Then the book states that Theorem4.4 is still valid in a more general case, regarding pre-measures instead of measures. But, due to the fact that the proof of the Theorem 4.4 requires that the family $\mathcal F$ is closed under finite intersection, union and difference of sets, then this more general theorem is true in the hypotesis that $\mathcal F$ is a ring on $X$.

I could easily prove this more general theorem, I'll copy the statement below under the name of Theorem 0.1

Theorem 0.1 : Let $X$ be a set, $\mathcal F$ a Ring on $X$ and $\mu : \mathcal F \to [0,+\infty]$ a function then

$\mu$ is a pre-measure on $X$ if and only if

[\begin{split} &(i) \hspace{0.5cm} \mu(\emptyset)=0 \\ &(ii) \hspace{0.5cm} A \in \mathcal F, B \in \mathcal F , A \cap B = \emptyset \implies \mu(A\cup B)=\mu (A) + \mu (B) \\ &(iii) \hspace{0.5cm} A_n \in \mathcal F \forall n \in \mathbb N , A_n \subseteq A_{n+1} \forall n \in \mathbb N , \bigcup_{n \in \mathbb N} A_n \in \mathcal F \implies \mu(\bigcup_{n \in \mathbb N} A_n)=\lim _{n \to +\infty} \mu (A_n) \end{split}]

Moreover, with the additional hypothesis that $\mu (A) < + \infty \forall A \in \mathcal F$, (iii) can be replaced by either of the following equivalent conditions:

[\begin{split} &(iii') \hspace{0.5cm} A_n \in \mathcal F \forall n \in \mathbb N , A_{n+1} \subseteq A_n \forall n \in \mathbb N , \bigcap_{n \in \mathbb N} A_n \in \mathcal F \implies \mu(\bigcap_{n \in \mathbb N} A_n)=\lim _{n \to +\infty} \mu (A_n) \\ &(iii'') \hspace{0.5cm} A_n \in \mathcal F \forall n \in \mathbb N , A_{n+1} \subseteq A_n \forall n \in \mathbb N , \bigcap_{n \in \mathbb N} A_n = \emptyset \implies \lim _{n \to +\infty} \mu (A_n) = 0 \end{split}]

End of theorem 0.1

Now the problems begin.

The book defined the function $\lambda ^n : \mathcal J ^n \to [0,+\infty)$ that associates each element of $\mathcal J ^n $ to its volume.

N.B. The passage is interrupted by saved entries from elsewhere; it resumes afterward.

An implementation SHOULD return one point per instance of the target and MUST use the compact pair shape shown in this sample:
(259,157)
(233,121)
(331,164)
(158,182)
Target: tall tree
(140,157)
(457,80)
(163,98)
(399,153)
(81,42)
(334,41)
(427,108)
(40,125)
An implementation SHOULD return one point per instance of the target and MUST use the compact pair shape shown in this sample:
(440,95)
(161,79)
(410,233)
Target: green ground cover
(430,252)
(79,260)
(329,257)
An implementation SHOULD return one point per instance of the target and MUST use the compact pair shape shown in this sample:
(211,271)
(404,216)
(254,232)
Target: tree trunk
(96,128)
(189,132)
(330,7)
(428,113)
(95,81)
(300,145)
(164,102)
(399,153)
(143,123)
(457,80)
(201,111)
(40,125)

The book also proved that $\mathcal J ^n$ is a semi-ring on $\mathbb R^n$ (Proposition 6.4)

My problem with the Proposition 6.5 is that the book wants to prove that $\lambda ^n$ is a pre-measure on $\mathcal J ^n$ using some sort of Theorem 0.1 but the problem is that $\mathcal J ^n$ is not a Ring on $\mathbb R^n$ but only a semi-ring.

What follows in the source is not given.